Supercomputers that are powered by AMD CPUs continue to retain four of the top ten slots, while Intel and IBM each power two of the top ten systems. Holding the top spot on the Top 500 is an important milestone, but many of the other AMD-powered systems are also at the top of the list. In addition, twelve of the world’s twenty fastest computers are powered by AMD. Intel’s central processing units continue to hold the majority share of the list, since the company has a greater overall presence on the Top 500 than AMD. However, AMD is continuing to grow its market share, as seen by the fact that 21 of the 44 new computers that have been added to the list in the past year are powered by AMD hardware.
The HLP-MxP benchmark is a measurement of high-performance computing and artificial intelligence performance in mixed-precision workloads. With a score of 9.95 exaflops, Frontier ranks first in the world in this benchmark, an improvement over its prior score of 7.9 exaflops. The AMD-powered LUMI supercomputer now occupies the number two place with 2.2 exaflops of processing power. With 14.05 HPCG-Pflops, Frontier also came in at a close second position in the HPCG benchmark, which focuses more on system-level performance than the Linpack test. LUMI, which was powered by AMD and finished in second place, had 3.41 HPCG-Pflops, while Fugaku, which had 16 HPCG-Pflops, remained in first place.

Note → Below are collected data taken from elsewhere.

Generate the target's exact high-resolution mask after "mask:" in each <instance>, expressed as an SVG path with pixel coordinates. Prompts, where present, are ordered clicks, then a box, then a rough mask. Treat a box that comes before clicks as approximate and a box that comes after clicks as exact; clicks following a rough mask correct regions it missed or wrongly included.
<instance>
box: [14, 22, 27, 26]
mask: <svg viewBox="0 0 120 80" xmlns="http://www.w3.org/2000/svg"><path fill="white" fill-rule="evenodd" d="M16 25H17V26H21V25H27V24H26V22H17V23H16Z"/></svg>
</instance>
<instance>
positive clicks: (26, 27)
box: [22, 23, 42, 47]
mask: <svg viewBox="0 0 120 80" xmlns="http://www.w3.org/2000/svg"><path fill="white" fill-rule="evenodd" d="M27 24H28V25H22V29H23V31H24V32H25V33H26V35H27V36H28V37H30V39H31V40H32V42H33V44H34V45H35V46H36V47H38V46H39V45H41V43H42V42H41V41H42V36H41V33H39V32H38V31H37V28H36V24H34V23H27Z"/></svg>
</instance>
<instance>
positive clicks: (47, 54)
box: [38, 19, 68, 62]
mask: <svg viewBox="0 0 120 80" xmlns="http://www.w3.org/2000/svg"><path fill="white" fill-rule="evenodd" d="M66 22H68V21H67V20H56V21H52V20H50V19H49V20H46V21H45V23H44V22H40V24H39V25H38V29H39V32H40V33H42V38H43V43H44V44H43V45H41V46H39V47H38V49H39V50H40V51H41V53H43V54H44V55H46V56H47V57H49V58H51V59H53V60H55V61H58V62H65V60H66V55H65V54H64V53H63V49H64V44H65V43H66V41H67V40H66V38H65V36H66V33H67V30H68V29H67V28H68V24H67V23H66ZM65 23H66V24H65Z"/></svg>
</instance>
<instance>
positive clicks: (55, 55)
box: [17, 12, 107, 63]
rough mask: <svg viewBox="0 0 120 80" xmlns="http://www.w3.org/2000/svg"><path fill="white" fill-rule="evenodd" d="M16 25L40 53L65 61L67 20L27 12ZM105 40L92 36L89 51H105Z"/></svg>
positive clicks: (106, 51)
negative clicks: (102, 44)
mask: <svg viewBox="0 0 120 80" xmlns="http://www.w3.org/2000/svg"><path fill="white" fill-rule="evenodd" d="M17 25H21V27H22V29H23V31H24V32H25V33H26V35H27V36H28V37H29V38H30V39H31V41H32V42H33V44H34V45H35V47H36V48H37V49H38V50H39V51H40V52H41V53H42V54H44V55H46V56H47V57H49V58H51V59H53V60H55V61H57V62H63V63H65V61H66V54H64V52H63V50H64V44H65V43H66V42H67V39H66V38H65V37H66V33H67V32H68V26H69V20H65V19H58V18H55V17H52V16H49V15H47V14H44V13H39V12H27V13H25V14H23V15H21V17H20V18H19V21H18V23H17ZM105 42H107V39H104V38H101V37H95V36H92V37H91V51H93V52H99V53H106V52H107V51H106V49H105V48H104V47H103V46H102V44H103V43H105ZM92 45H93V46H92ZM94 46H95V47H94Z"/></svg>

It is clear that AMD’s central processing units (CPUs) have a performance edge over Intel’s competing offerings, as seen by the company’s consistent ascent to the higher ranks of the Top 500, Green 500, HPCG, and HLP-MXP benchmarks, as well as its share of the new systems. As we have seen time and time again, the tendencies and innovations in the Top 500 tend to seep down to the larger data center industry. This paints a bright picture for AMD’s EPYC server chips throughout the course of the following year.